Several times in the last couple years I’ve written about the concept of “community” in online communications/marketing. By that I mean the fact that employing today’s new and social media tools allows us to connect and interact with our customers and members in ways we never could before. Using my AgWired as an example, I don’t just reach readers who think, “I’ll visit AgWired.com to see what’s new.” I reach them in Facebook, Twitter, FriendFeed, Flickr, YouTube, LinkedIn, email and in all the ways those people re-post or pass along or tell their connections. So for you marketers who just look at website visitors, you’re missing a lot of the story.
I still find so many in corporate communications who can’t wrap their mind around this concept. Granted there are a lot of control freaks out there who fear loss of the control they’ve enjoyed for so many years. It’s a mentality that says “I’ll build what I want them to see and give them the choices I want them to make.” But those days are coming to an end.
Today’s consumer (any kind, farmers included) not only want and demand freedom of choice but they’re just creating their own destinations and touch points. They’re leaving the old destination websites behind. I was prompted to write this after reading Steve Rubel’s post on Micropersuasion, “The End of the Destination Web Era.”
After years of erosion it now it appears the destination web era is drawing to a close. This a trend that digital thinkers like Om Malik have long noted. In fact, the numbers prove it.

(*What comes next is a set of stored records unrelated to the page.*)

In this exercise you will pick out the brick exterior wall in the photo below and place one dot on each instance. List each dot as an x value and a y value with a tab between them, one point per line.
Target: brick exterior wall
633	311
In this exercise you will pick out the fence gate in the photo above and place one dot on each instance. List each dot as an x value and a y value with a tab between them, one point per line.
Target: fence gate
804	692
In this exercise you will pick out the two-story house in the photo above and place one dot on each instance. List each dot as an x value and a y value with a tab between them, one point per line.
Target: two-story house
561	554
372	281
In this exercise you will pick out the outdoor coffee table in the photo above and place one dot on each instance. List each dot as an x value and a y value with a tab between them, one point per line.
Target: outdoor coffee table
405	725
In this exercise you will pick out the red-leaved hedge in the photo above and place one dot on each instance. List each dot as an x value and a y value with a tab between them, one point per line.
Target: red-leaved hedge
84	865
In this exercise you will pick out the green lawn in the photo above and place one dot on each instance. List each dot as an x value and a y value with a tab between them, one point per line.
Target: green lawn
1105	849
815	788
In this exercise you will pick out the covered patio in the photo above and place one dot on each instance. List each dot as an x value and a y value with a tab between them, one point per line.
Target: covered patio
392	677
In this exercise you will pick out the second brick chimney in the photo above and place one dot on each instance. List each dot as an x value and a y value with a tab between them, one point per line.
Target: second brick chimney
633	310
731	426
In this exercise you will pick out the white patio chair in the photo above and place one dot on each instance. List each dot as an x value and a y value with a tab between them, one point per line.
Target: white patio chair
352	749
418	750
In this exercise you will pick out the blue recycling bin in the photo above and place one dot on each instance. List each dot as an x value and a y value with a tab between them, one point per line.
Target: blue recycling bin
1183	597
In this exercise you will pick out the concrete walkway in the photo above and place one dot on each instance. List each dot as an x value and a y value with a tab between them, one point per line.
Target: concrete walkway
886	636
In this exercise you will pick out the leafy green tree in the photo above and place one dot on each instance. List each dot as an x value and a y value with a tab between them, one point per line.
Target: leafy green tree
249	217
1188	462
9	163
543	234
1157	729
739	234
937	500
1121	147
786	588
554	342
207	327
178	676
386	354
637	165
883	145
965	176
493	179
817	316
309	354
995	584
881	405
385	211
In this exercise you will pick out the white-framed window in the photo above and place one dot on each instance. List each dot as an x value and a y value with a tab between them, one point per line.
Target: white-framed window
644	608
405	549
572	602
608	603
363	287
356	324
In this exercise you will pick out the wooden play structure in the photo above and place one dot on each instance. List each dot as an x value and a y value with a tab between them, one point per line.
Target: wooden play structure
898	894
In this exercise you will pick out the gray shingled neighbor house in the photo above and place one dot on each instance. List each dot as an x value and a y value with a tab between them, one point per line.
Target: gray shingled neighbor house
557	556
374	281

In March the average American visited a mere 111 domains and 2,500 web pages, according to Nielsen Online. What’s worse, our attention across these pages is highly fragmented. The average time spent per page is a mere 56 seconds. Portals and search engines dominate, capturing approximately 12 of the 75 hours spent online in March. However, people-powered sites like Wikipedia, Facebook and YouTube are not far behind, snagging nearly 4.5 hours of our monthly attention.

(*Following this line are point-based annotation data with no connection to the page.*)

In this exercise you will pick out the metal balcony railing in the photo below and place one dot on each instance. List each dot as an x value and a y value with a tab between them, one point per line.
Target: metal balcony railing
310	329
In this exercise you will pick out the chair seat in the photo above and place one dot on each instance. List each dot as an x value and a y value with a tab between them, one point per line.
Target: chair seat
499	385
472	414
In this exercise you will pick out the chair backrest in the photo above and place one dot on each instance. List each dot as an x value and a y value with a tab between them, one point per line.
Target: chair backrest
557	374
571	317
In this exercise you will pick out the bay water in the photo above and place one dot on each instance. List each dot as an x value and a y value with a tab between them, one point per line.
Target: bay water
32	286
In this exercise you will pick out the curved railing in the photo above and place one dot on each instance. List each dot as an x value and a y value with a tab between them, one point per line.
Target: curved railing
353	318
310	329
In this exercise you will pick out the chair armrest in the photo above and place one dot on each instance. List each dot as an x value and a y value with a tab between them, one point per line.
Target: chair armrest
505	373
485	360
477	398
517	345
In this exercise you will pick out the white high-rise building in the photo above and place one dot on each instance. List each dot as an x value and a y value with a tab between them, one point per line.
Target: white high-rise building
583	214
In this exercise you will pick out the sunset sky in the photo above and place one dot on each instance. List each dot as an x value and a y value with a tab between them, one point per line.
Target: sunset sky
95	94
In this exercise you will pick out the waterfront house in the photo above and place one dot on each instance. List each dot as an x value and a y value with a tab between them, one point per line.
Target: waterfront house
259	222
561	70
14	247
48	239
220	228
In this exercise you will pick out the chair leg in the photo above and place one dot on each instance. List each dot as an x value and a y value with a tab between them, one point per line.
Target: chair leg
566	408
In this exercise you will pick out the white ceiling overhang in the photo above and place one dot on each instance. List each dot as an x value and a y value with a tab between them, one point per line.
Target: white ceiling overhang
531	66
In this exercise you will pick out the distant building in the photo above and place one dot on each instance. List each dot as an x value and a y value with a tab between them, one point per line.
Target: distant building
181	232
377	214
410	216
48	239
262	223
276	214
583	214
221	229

He points to an article by ARAnet in conjunction with Opinion Research Corporation that talks about what you can do to break through the clutter. The answer doesn’t include fancy pop up ads.
Long-shunned pop-up ads remained the least favorable option for every audience segment, regardless of age, race, income, sex, region or size of household: 87% of respondents said they were not very likely or not at all likely to read and respond to them.
Their conclusion is that brand mentions in articles is one of the best ways to reach consumers. I would call that “meaningful content” that is posted into social networking locations and on highly search engine optimized websites (blogs). That’s why public relations folks are trying to figure out ways to present information to bloggers now. We’re not your ordinary msm journalists!
Do you get it? Are you willing to venture out into the online conversation or are you going to stay inside your “safe” online house and hope someone comes to visit?